Hearing Loss Classification and Pathology
Hearing loss is a partial or total reduction in the ability to perceive sound, and audiology organizes it by where in the auditory pathway the problem lies. The principal split is between conductive losses, which involve the outer or middle ear, and sensorineural losses, which involve the cochlea or auditory nerve; a third category, central or retrocochlear disorders, involves processing beyond the cochlea. This area orients the reader to that classification scheme and the pathologies behind each type.
Definition
Hearing loss is a measurable decrease in hearing sensitivity or function, classified by the site of the underlying lesion within the auditory system into conductive (outer/middle ear), sensorineural (cochlea or auditory nerve), mixed, and central/processing disorders.
Scope
The area surveys the standard typology of hearing loss (conductive, sensorineural, mixed, and central), the anatomical level each type implicates, and the broad mechanisms and population burden of hearing loss. It frames how clinicians and researchers categorize hearing loss for the purpose of description and study; it is not a diagnostic or treatment manual. Detailed pathology of individual entities is developed in the child topics.
Sub-topics
Key concepts
- Site-of-lesion classification (conductive, sensorineural, mixed, central)
- Air conduction versus bone conduction
- Degree, configuration, and laterality of loss
- Pure-tone audiometry and the audiogram
- Population burden of hearing loss
- Acquired versus congenital hearing loss
Mechanisms
Classification follows the path of sound through the auditory system. In conductive loss, transmission through the outer or middle ear is impeded, so air-conducted sound is attenuated while bone conduction is relatively preserved. In sensorineural loss, the cochlear hair cells or the auditory nerve are damaged, degrading both air- and bone-conducted hearing. Mixed loss combines both, and central or retrocochlear disorders affect neural processing beyond the cochlea while peripheral structures may be intact. Pure-tone audiometry distinguishes these patterns by comparing air- and bone-conduction thresholds.
Clinical relevance
Understanding how hearing loss is classified underpins how clinicians describe findings, how epidemiologists count cases, and how researchers define study populations. The framework explains why different losses present and behave differently; it is a conceptual orientation and not a basis for individual diagnosis or management decisions.
Epidemiology
Hearing loss is one of the most prevalent chronic conditions worldwide, affecting hundreds of millions of people, with prevalence rising steeply with age.

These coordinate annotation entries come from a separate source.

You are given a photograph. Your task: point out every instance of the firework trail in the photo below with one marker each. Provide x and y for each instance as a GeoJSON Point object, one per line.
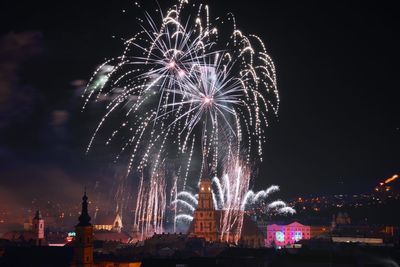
{"type": "Point", "coordinates": [184, 85]}
{"type": "Point", "coordinates": [231, 194]}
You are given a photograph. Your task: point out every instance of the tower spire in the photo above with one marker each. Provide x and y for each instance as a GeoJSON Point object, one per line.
{"type": "Point", "coordinates": [84, 218]}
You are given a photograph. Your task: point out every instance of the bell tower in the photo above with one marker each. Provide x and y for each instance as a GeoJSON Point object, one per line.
{"type": "Point", "coordinates": [38, 228]}
{"type": "Point", "coordinates": [204, 216]}
{"type": "Point", "coordinates": [83, 243]}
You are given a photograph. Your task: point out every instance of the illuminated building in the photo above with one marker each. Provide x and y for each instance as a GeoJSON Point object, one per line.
{"type": "Point", "coordinates": [83, 243]}
{"type": "Point", "coordinates": [38, 228]}
{"type": "Point", "coordinates": [283, 235]}
{"type": "Point", "coordinates": [205, 225]}
{"type": "Point", "coordinates": [108, 222]}
{"type": "Point", "coordinates": [207, 222]}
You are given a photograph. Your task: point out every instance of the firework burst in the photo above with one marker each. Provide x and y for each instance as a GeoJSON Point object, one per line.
{"type": "Point", "coordinates": [182, 86]}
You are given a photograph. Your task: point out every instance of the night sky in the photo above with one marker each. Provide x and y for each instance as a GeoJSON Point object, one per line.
{"type": "Point", "coordinates": [338, 129]}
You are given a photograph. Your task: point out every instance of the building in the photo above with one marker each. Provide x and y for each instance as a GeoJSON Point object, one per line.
{"type": "Point", "coordinates": [207, 222]}
{"type": "Point", "coordinates": [108, 222]}
{"type": "Point", "coordinates": [38, 228]}
{"type": "Point", "coordinates": [83, 243]}
{"type": "Point", "coordinates": [283, 235]}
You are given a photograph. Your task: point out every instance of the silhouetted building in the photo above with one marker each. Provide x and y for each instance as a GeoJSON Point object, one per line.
{"type": "Point", "coordinates": [38, 228]}
{"type": "Point", "coordinates": [83, 243]}
{"type": "Point", "coordinates": [283, 235]}
{"type": "Point", "coordinates": [207, 222]}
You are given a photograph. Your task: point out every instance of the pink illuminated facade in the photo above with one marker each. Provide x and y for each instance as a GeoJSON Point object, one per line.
{"type": "Point", "coordinates": [283, 235]}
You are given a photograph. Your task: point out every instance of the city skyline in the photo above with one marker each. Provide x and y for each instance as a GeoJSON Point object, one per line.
{"type": "Point", "coordinates": [337, 132]}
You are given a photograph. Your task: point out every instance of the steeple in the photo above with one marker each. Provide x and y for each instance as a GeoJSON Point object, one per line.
{"type": "Point", "coordinates": [38, 228]}
{"type": "Point", "coordinates": [84, 218]}
{"type": "Point", "coordinates": [38, 215]}
{"type": "Point", "coordinates": [83, 243]}
{"type": "Point", "coordinates": [205, 172]}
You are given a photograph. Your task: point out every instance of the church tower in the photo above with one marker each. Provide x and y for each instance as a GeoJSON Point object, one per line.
{"type": "Point", "coordinates": [83, 243]}
{"type": "Point", "coordinates": [38, 228]}
{"type": "Point", "coordinates": [205, 216]}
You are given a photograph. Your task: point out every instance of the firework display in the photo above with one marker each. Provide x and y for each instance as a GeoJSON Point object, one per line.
{"type": "Point", "coordinates": [186, 87]}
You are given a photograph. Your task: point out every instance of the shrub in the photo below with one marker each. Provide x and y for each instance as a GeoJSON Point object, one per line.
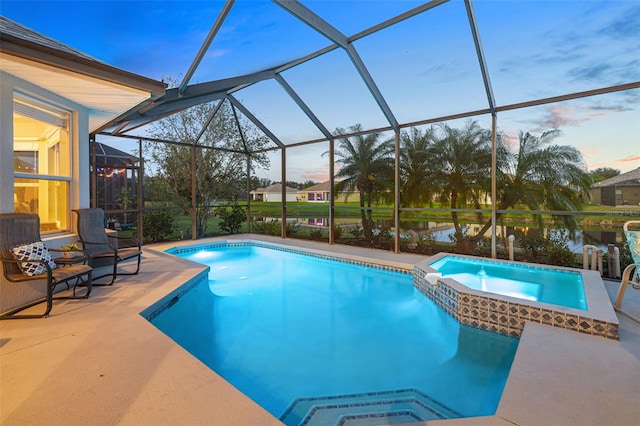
{"type": "Point", "coordinates": [357, 232]}
{"type": "Point", "coordinates": [157, 224]}
{"type": "Point", "coordinates": [316, 234]}
{"type": "Point", "coordinates": [232, 216]}
{"type": "Point", "coordinates": [551, 250]}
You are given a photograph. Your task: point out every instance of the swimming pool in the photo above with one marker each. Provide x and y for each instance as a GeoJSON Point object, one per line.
{"type": "Point", "coordinates": [558, 287]}
{"type": "Point", "coordinates": [311, 338]}
{"type": "Point", "coordinates": [569, 298]}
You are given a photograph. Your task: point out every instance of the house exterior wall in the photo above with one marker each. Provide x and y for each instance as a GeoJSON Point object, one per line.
{"type": "Point", "coordinates": [18, 294]}
{"type": "Point", "coordinates": [630, 196]}
{"type": "Point", "coordinates": [616, 195]}
{"type": "Point", "coordinates": [276, 197]}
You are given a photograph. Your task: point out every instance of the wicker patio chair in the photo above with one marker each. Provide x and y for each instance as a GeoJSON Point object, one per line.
{"type": "Point", "coordinates": [25, 259]}
{"type": "Point", "coordinates": [631, 274]}
{"type": "Point", "coordinates": [104, 249]}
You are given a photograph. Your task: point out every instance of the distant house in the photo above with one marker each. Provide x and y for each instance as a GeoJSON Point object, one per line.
{"type": "Point", "coordinates": [320, 194]}
{"type": "Point", "coordinates": [273, 194]}
{"type": "Point", "coordinates": [619, 190]}
{"type": "Point", "coordinates": [315, 194]}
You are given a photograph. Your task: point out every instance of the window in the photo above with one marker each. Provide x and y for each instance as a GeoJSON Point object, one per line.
{"type": "Point", "coordinates": [41, 163]}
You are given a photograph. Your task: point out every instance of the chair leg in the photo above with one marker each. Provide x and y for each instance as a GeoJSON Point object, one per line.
{"type": "Point", "coordinates": [627, 280]}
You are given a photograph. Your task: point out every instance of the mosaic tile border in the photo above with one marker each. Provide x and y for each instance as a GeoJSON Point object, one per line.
{"type": "Point", "coordinates": [504, 315]}
{"type": "Point", "coordinates": [387, 415]}
{"type": "Point", "coordinates": [170, 299]}
{"type": "Point", "coordinates": [425, 401]}
{"type": "Point", "coordinates": [197, 247]}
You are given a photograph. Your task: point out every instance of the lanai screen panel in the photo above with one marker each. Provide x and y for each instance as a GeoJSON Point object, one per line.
{"type": "Point", "coordinates": [604, 128]}
{"type": "Point", "coordinates": [269, 103]}
{"type": "Point", "coordinates": [548, 48]}
{"type": "Point", "coordinates": [256, 35]}
{"type": "Point", "coordinates": [352, 17]}
{"type": "Point", "coordinates": [426, 66]}
{"type": "Point", "coordinates": [331, 86]}
{"type": "Point", "coordinates": [308, 163]}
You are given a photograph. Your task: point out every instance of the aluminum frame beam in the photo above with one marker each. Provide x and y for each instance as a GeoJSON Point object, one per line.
{"type": "Point", "coordinates": [480, 53]}
{"type": "Point", "coordinates": [307, 16]}
{"type": "Point", "coordinates": [205, 45]}
{"type": "Point", "coordinates": [255, 121]}
{"type": "Point", "coordinates": [303, 106]}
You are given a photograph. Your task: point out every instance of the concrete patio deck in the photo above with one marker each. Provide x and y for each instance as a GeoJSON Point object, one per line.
{"type": "Point", "coordinates": [99, 362]}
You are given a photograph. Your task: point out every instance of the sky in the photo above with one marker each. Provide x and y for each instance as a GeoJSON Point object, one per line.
{"type": "Point", "coordinates": [425, 67]}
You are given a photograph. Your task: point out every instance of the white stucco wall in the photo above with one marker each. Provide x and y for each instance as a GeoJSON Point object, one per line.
{"type": "Point", "coordinates": [11, 294]}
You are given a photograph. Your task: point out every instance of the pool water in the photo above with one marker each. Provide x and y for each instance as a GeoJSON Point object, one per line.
{"type": "Point", "coordinates": [284, 327]}
{"type": "Point", "coordinates": [558, 287]}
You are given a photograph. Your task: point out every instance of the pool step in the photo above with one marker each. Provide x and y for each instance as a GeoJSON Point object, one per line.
{"type": "Point", "coordinates": [373, 408]}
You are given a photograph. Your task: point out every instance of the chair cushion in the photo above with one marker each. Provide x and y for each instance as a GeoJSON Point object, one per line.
{"type": "Point", "coordinates": [33, 251]}
{"type": "Point", "coordinates": [633, 241]}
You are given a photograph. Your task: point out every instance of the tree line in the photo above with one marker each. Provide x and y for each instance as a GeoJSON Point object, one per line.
{"type": "Point", "coordinates": [438, 164]}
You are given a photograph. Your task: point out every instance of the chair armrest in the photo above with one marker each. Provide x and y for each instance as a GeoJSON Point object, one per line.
{"type": "Point", "coordinates": [127, 242]}
{"type": "Point", "coordinates": [25, 277]}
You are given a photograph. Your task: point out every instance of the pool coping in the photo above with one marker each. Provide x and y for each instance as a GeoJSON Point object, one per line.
{"type": "Point", "coordinates": [507, 314]}
{"type": "Point", "coordinates": [98, 361]}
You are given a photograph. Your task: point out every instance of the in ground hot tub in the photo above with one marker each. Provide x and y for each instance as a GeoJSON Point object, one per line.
{"type": "Point", "coordinates": [501, 296]}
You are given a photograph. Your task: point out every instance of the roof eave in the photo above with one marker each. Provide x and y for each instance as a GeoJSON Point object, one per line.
{"type": "Point", "coordinates": [42, 54]}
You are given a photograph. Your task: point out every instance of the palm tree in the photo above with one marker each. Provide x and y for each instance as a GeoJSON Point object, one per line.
{"type": "Point", "coordinates": [461, 162]}
{"type": "Point", "coordinates": [540, 175]}
{"type": "Point", "coordinates": [366, 167]}
{"type": "Point", "coordinates": [415, 166]}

Global health analyses identify it as a leading contributor to years lived with disability and emphasize uneven access to hearing care across regions.
History
Systematic classification of hearing loss grew out of the development of audiometry in the twentieth century, which allowed air- and bone-conduction thresholds to be measured separately and lesions to be localized. The site-of-lesion framework that distinguishes conductive from sensorineural and central disorders became the organizing scheme of clinical audiology and remains the basis of how hearing loss is described and studied.
Key figures
- George A. Gates
- Blake S. Wilson
- Debara L. Tucci
- Lisa L. Cunningham
Related topics
Seminal works
- cunningham-2017
- wilson-2017
- gates-2005
Frequently asked questions
- What is the main way hearing loss is classified?
- By the site of the lesion: conductive (outer or middle ear), sensorineural (cochlea or auditory nerve), mixed (both), and central or processing disorders that affect the brain's handling of sound.
- How do clinicians tell a conductive from a sensorineural loss?
- By comparing air-conduction and bone-conduction thresholds on an audiogram; a gap between them points to a conductive component, whereas both being reduced together points to a sensorineural loss.